The modules shall be accessible from the platform crane to ensure easy removal, which also indicates that a one-deck solution is the optimum layout solution.

Furthermore, the units shall be equipped with a shelter and only a minimum of workshops and stores in order to facilitate light maintenance. Revision maintenance for such units is assumed to take place under the support of multi purpose service vessels, which in addition to having accommodation facilities, will carry main workshops and stores.

Case study

A case study for a semisubmersible platform with crude processing capacity of nearly 16 MMcm/d, gas capacity of 19 MMcm/d and water capacity of 6.4 MMcm/d has been performed with basis of the concept of maximum use of compact processing technology and fully remote operation of the main separation systems (PUA design). The revised design was benchmarked with a conventional semisubmersible platform with three-stage gravity separation and other conventional system design

The revised process includes full crude separation and stabilization, water separation, cleaning and discharge to sea, gas dehydration and compression for export and gas injection.

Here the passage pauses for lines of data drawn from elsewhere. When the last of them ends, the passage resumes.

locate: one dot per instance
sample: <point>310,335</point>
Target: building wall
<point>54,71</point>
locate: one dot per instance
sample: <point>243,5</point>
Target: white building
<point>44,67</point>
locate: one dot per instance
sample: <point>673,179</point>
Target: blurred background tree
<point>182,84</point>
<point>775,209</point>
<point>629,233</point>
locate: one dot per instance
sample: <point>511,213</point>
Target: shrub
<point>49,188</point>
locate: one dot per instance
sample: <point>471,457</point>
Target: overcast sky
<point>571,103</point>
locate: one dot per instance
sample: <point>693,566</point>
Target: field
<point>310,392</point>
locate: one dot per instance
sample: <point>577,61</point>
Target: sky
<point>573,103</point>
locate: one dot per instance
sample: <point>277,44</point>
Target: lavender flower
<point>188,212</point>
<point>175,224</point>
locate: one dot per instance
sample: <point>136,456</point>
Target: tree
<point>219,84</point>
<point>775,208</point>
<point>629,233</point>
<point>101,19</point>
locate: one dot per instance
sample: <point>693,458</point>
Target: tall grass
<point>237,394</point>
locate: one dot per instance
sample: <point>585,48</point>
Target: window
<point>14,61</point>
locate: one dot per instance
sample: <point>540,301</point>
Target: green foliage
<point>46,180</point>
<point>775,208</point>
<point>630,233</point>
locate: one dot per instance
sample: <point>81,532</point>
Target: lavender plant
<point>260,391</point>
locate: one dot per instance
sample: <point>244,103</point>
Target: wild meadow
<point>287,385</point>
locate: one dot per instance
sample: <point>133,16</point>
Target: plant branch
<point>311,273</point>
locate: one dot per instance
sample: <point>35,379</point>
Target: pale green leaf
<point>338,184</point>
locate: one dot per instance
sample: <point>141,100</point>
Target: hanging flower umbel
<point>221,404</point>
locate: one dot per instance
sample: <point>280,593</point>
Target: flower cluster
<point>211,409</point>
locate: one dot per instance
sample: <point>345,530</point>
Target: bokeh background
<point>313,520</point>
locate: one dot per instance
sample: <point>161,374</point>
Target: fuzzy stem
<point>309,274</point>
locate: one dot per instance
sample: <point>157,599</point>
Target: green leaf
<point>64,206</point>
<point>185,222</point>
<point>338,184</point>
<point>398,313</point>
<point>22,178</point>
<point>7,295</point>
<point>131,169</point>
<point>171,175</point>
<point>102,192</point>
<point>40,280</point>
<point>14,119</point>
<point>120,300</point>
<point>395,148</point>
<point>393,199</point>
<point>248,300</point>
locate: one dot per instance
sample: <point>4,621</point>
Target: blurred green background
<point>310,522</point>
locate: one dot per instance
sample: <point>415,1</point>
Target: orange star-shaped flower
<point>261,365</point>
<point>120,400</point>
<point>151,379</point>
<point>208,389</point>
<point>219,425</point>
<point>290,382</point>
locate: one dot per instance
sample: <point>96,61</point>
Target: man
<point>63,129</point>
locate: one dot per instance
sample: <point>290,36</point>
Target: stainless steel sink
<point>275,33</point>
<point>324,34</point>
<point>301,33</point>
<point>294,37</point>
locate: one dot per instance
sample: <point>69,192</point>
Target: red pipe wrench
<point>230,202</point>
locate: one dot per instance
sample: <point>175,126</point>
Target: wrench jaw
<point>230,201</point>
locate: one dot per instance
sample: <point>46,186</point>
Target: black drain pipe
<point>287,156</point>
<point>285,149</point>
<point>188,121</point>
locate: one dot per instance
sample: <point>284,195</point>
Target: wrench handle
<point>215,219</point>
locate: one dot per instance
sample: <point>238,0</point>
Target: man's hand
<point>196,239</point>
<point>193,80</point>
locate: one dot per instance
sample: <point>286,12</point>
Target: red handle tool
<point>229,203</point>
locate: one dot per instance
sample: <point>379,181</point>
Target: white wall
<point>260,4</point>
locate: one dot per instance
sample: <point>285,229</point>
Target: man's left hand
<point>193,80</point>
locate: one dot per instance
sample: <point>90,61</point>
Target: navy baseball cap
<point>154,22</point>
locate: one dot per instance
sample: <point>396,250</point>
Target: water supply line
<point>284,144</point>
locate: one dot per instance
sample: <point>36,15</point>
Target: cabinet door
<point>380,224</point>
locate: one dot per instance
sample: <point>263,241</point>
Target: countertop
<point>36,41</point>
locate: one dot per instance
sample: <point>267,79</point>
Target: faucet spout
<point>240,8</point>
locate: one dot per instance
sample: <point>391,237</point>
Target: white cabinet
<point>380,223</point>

The oil water separation includes an inlet separator with advanced electrostatic internals for full crude dehydration in the first stage separator. Inline flash separators are provided on the second and third stages with small size vertical separator to efficiently handle flash gas removal at process turndown and prevent gas carry under.

The gas dehydration system is based on an inline TEG gas contactor but with a conventional regeneration system. Gas scrubbing is based on inline de-liquidizing and polishing of the gas for compression.

The extensive use of compact separation technology provides large reductions in gas volumes for blow down to only about 10 % of original volumes. The area reduction is significant and the weight reduction for the revised topside design is 36 %, or nearly 7,800 tons. The cost of the revised topside and hull, including mooring, risers and marine operation, is reduced by close to $400 million compared to conventional design.

The revised facility design is based on fully remote operation and the estimated yearly manhours for maintenance is reduced from originally 72 hrs per year (conventional design) to only 25 hrs per year (revised design).

The yearly operating cost based on revised design and onshore operation is reduced by $30 million per year.

Considering a field development for a 20-year production period, the difference in life cycle cost (∆ NPV) in favor of the revised concept based on new technology and remote operation is estimated to be $650 million.


The desktop study has confirmed that a Floating Facility for the Future is fully feasible, and though further development is required, the main building blocks have been developed and several of them have been tested during pilot studies.